Configuration for Foreman

Copy and edit your .env file. -- This should never be committed to the repo.

cp .env.sample .env

Dependencies

Execute npm install in the application directory:

Running in Development mode

foreman start -f Procfile.dev

This will start all the servers including the examples server.

Servers

Hub Server

This exists in app/hub/server.js.

  • server.js: the Node.js server, just one file. It's pretty dumb, just passing messages back and forth between clients. It is a goal to keep it dumb, and leave the important logic in the client.

Third-party libraries are in app/http/public/towtruck/libs/.

To see an overview of the client code read the TowTruck README

A basic overview of the code, which is in app/http/public/towtruck:

  • channels.js: abstraction over WebSockets and other communication methods (like postMessage). Buffers output while the connection is opening, handles JSON encoding/decoding.

  • chat.js: the chat widget

  • element-finder.js: when you want to talk about a particular element with another browser/client, this creates a description and finds elements based on that description. #id is the easiest description of course, but this handles elements that lack ids.

  • session.js: this is where most of the setup work is done. It establishes the channels, routes messages to different components, and handles persistence.

  • towtruck.js: this is the bootstrap code. It doesn't do anything, but when asked it knows how to load up all the other modules and get things started. It also detects if TowTruck should be started immediately (like when someone opens the "share" link).

  • tracker.js: this handles the tracking/syncing of individual pieces across clients.
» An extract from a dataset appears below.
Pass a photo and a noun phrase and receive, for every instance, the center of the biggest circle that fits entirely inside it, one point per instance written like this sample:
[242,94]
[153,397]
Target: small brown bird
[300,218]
The support code for sharing textareas, form controls, and CodeMirror components is in here.

  • util.js: several bits of abstract support code are in here. It's also the file that must be loaded first, it sets up jQuery and Underscore as noConflict, creates the TowTruck object. It also includes a pattern for creating classes, assertions, events.

  • cursor.js: handles the shared cursors and clicks

  • webrtc.js: handles the audio and avatar editing

  • cobrowse.js: handles cases when the users are at different URLs

  • app/http/views/towtruck/*.tmpl: these are Underscore templates for the UI bits. These are automatically inlined into towtruck-runner.js.

Examples Server

There are some examples in app/http/public/example/.

Bookmarklet

Go to http://localhost:8080/bookmarklet.html for a bookmarklet that you can use to start TowTruck. This of course excludes the possibility of the page cooperating with TowTruck, but much of what it does is automatic anyway.

Firefox Add-on

There's a Firefox Add-on that enables testing on sites that don't include towtruck.js on their own.

You can downlod the add-on here: https://towtruck.mozillalabs.com/towtruck.xpi

It adds a link into the status bar:

TowTruck Add-on Link

Clicking it enables TowTruck on any site, such as http://github.com/

TowTruck Enabled on Github

Testing

There isn't much right now. Walkabout.js is included in the code, which is a tool to do random things on a page. The plan is to combine this with lots of santiy checks in the code itself. You can activate Walkabout with /test in the chat (/help to see more options).